Relativistic Beaming (shooting a laser at 90 degrees from your line of motion)

[khfrekek92]

Homework Statement

A ship is traveling at a speed of .8c. When the ship is 90 degrees from the target, it shoots a laser downwards. What angle must it shoot the laser to hit the target?

Homework Equations

$\mu_{x}=0$
$\mu_{y}=-c$
$\mu_{x}'=$$\frac{mu_{x}-v}{1-\frac{v*mu_{x}}{c^{2}}}=-v$
$\mu_{y}'=$$\frac{mu_{y}}{1-\frac{v*mu_{x}}{c^{2}}}=-.6c$

The Attempt at a Solution

I have tried everything I can think of, but nothing seems to work..
I have gotten to this point and I'm fairly sure this far is at least right.

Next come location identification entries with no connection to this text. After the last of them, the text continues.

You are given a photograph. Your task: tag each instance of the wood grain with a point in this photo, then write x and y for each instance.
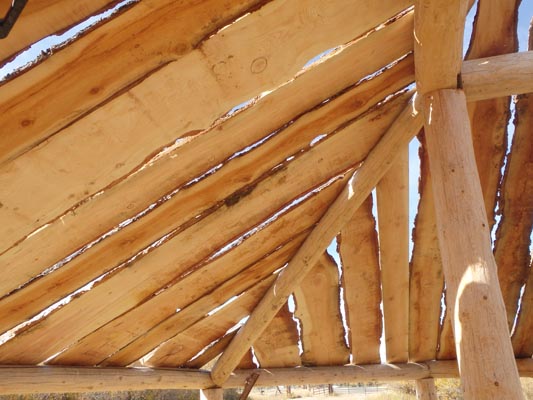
(225, 71)
(494, 34)
(130, 196)
(155, 270)
(358, 249)
(393, 217)
(42, 18)
(467, 259)
(189, 202)
(317, 301)
(278, 345)
(184, 346)
(354, 193)
(426, 279)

Does anyone know where to proceed from here?

Thanks in advance,
khfrekek

 

[anathema]

Hello khfrekek,

Thank you for your post. I am a scientist and I would be happy to help you with this problem.

To solve this problem, we can use the equations of special relativity. We know that the ship is traveling at a speed of 0.8c, which means that its velocity is 0.8 times the speed of light. This means that the ship is moving at a very high speed and we need to take into account the effects of time dilation and length contraction.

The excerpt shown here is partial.